L'shana Tovah--a sweet New Year--to each of you (Jewish or not!)--
Gabrielle

Sunday, September 17, 2006

Stress & my sugars

My life is a little bit crazy at the moment, but a lot of the craziness is good. My husband and I just found a lovely little home in a neighborhood that we desire--one with excellent public schools--in a suburb of Philadelphia. The price was right, so we made a bid and our offer was accepted. Now we have to sell our current home, in this not exactly seller's market. I'm confidant that we will, but keeping a home perfectly clean and uncluttered with a 3 and 1/2-year-old and 1-year-old in the midst is a challenge, to say the least.

So over the last couple of weeks, I have to say that the stress of it all has been having me ride the blood sugar rollercoaster. You know that one? My bg is fine at one reading and then shoots way up high at the next. What's happened in between? Just a few major adrenaline rushes as the phone rings and I find out that a potential buyer is on the way. This weekend has been the worst. We spent Friday and Saturday preparing for today's Open House and I'be had more lows in the last 48 hours than I think I have all summer long.

Which reminds me that no matter what is happening in my life--whether it is a stressful or relatively peaceful time--I have to make blood sugar management a key priority. I don't want to be riding this rollercoaster througout the selling process and move...

Wishing you peace in your life!
Gabrielle

PS: Philadelphia area readers--you can check out a link to my house at http://www.mlsfinder.com/nj_trend/neilkugelman/index.cfm?action=listing_detail&property_id=4809467&searchkey=bda38d42-ce07-aa67-0b8a-6564aad30349&npp=10&sr=1

Friday, September 01, 2006

One year ago...

...I was 37 weeks pregnant and watching CNN obsessively, trying to understand what was happening to Hurricane Katrina victims. Granted, I couldn't sleep so well because of my size and getting sucked into the Katrina drama held me at a safe distance from the anxiety around the fact that I was going to give birth very soon, but my obsessive watching came from a deeper place than just needing to escape. As someone living with Type 1 diabetes, I'm pretty damn grateful to be living in a more or less safe environment, in which I can depend on getting the insulin, medical supplies, food and water that I need to live. I can't imagine having my very life (including pump supplies and strips) swept away in flood waters like that or being one amongst the thousands horded into the Superdome, desparate for insulin. Seeing scenes of horror like that on our very own US soil threw my sense of security compeletly out of whack. Add being so very pregnant into the mix and forget it. Every time a couple came on TV talking about being separated from their baby who was being held in the NICU of a Lousiania hospital, I became a total and complete wreck.

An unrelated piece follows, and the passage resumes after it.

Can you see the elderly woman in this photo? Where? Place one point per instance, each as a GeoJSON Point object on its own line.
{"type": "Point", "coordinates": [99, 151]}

But Katrina was very far from Philadelphia and my daughter June Elizabeth was born, healthy and pretty happy, in a lovely, suburban hospital where we both recived the best of care, on the 6th day of September, 2005. When we sent an email to our friends and family, Fred & I requested that people send in donations to benefit Katrina victims in lieu of gifts for June, who was truly already so rich in so many ways. It was a small gesture, but feeling so helpless in the face of such great devastation, I took comfort from it and felt it gave June's life a beautiful karcmic beginning.

And now I am here, getting ready for June's birthday this week, watching Spike Lee's brilliant documentary on HBO "When the Levees Broke", remembering exactly the feelings that I was holding just one year ago. The word that comes closest to describing the feeling is "vulnerability." To depend on insulin to live is to be vulnerable. To be 37 weeks pregnant is to be vulnerable. To have faith and hope and trust is to be vulnerable.

I am still holding onto small measures in my daily practice of trying to show humanity and compassion. It feels like there are so many forces in the world right now that are about war, violence, greed and destruction. I look at my small children and want to make a better world for them. It sounds cliche, I know, but it is real for me.